Pentagon Explosion
Crash-Explosion at Pentagon -- More than Jet Fuel Combustion?
Features of the crash and explosion described in eyewitness reports and in damage reports have been used to speculate that the jet crash was augmented with exposives, on the plane or on the ground.
Explosive Characteristcs
Those features described as indicating the presencd of explosives include:
- A shockwave that was strong enough to knock people off their feet hundreds of feet from the center of the blast
- The odor of cordite, an explosive compound
- A bright silvery flash
Strong Shockwave
Several witnesses described a shockwave that knocked them to the ground, both inside and outside the building. Several described it as a concussion. The violence of such a high-speed crashe would seem to preclude the kind of pre-mixing of the fuel and air needed to support even a weak detonation. In the Twin Tower jet collisions, the columns of the curtain walls diced the fuel tanks in the wings, assuring fuel and air mixing about as optimally as could be imagined in a collision, and yet there were no reports of detonation shockwaves.
Cordite
Cordite is an explosive compound used in aircraft gun ammunition. Several witnesses with the benefit of military experience recognized the smell of this compound. Cordite N consists of three main explosive compounds: nitroguanidine, nitrocellulose, and nitroglycerin. It is cool-burning, and produces little smoke and no flash, but, like other explosives, produces a strong detonation wave.
Silvery Flash
Several witnesses described seeing a bright or silvery flash. This is also inconsistent with jet fuel combustion, which produces a fireball whose color is at brightest yellow, not white or silver. This flash must have been produced by some means other than a cordite explosion, whose detonation is notably free of a flash.
Crash Physics Questions
Assuming that the jetliner hit the Pentagon's west facade at the offically-reported 532 mph, it is possible to imagine chemical and mechanical processes that could account for the features suggestive of explosives. For example, it is possible that rapid oxidation of metals in the plane such as aluminum and magnesium, was responsible for the bright color of the flash. The grinding of the plane's metal by the high-speed impact might have powderized a significant quantity of such metals to produce a bright flash. The sixty-or-so tons of aluminum in a 757 represents a huge amount of energy -- perhaps more than that of the jet fuel -- if it can be brought into direct contact with an oxide such as silicon oxide, for example. Aluminum powder combined with silicon oxide powder is a form of thermite:
3SiO2 + 4Al -> 3Si + 2Al2O3
It's possible to imagine that such reactions in which the reagants are brought into contact through conversion of the planes' kinetic energy to extremeley rapid grinding and mixing of the materials.
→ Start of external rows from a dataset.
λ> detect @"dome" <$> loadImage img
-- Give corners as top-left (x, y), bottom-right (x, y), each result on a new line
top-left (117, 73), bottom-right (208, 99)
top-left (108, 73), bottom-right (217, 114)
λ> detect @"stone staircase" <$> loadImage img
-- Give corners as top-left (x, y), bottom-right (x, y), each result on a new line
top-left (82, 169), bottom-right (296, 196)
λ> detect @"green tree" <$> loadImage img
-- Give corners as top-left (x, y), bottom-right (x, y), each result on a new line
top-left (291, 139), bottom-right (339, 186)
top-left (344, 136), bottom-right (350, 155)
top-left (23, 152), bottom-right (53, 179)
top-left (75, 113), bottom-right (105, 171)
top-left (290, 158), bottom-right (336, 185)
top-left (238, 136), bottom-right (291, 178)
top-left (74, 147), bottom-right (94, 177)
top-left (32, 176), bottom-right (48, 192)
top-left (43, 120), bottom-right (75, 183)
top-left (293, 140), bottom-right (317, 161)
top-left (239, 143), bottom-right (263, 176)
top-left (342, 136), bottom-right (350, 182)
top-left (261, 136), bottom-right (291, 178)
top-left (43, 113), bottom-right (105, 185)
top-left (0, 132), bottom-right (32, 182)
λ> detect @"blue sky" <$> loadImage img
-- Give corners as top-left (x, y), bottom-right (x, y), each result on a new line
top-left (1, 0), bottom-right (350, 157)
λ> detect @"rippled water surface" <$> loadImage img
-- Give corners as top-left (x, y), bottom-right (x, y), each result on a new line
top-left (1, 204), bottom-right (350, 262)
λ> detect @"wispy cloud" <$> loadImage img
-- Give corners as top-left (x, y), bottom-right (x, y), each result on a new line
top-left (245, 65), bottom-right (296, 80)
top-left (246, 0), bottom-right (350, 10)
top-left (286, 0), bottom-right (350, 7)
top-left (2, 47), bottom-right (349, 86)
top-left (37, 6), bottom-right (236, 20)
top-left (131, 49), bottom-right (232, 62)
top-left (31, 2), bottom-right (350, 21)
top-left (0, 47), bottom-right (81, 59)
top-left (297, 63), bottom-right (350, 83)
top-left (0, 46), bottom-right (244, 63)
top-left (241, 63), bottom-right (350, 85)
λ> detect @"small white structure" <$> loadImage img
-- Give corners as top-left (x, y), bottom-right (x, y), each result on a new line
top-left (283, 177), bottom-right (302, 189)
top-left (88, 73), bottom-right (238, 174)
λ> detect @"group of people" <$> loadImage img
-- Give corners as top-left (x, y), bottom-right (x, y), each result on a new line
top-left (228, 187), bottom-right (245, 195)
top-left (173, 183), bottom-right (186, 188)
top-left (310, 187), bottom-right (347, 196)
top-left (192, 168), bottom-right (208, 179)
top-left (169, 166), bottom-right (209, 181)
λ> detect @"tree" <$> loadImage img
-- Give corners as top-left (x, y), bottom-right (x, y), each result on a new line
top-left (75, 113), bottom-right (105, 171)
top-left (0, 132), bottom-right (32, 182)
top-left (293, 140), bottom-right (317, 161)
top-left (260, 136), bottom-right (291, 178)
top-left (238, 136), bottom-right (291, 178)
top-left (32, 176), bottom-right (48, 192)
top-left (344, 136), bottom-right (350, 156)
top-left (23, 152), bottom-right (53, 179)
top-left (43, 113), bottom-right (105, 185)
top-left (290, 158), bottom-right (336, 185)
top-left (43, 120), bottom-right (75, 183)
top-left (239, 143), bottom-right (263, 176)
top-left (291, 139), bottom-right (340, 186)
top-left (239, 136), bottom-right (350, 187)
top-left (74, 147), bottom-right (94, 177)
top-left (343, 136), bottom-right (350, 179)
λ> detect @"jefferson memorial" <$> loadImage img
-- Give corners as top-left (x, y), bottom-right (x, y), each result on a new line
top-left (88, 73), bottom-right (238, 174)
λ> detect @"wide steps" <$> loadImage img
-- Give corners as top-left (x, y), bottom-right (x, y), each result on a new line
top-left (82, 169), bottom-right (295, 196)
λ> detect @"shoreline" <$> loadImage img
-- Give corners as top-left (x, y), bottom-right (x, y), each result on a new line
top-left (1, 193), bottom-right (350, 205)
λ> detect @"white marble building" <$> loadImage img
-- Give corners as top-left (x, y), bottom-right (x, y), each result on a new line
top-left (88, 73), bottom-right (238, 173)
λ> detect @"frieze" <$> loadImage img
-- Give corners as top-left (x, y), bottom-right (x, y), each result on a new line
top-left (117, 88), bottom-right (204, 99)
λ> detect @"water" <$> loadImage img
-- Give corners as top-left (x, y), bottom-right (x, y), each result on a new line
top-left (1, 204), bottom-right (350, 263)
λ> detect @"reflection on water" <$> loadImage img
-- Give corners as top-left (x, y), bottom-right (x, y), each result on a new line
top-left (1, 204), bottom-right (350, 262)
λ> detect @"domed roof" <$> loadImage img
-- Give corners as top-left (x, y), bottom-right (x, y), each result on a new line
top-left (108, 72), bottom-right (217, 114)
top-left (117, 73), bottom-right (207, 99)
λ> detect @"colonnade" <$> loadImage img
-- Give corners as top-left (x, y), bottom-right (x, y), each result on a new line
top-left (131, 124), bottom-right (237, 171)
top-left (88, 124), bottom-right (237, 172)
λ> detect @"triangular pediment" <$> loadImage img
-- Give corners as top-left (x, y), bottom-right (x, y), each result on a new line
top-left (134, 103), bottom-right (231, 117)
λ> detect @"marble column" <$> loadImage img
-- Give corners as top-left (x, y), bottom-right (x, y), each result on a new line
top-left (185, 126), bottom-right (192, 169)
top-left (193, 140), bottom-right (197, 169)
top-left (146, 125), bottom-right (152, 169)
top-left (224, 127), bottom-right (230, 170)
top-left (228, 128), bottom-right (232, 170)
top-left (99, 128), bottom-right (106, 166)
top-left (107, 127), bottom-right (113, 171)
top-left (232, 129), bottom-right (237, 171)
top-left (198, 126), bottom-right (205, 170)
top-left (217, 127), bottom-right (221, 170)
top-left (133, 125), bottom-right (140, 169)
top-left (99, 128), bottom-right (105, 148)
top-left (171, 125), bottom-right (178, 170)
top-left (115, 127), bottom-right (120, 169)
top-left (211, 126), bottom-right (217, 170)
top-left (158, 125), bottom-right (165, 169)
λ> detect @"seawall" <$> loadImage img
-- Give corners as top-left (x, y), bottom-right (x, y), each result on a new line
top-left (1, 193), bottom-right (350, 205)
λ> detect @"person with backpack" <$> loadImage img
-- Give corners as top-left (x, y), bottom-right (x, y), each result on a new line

Might some of the plane's aluminum reacted through such contact with the silicon oxides in the 2-inch-thick blast resistant windows to create a flash and pressure wave way beyond with the combustion of jet fuel were able to produce?
Defensive Missile Strike
It is also possible that a surface-to-air missile, fired from within the Pentagon's perimeter, hit the plane coincident with its impact with the facade. The explosion of such a missile's warhead could create the flash and shockwave, and the missile's propellant could have the smell of cordite.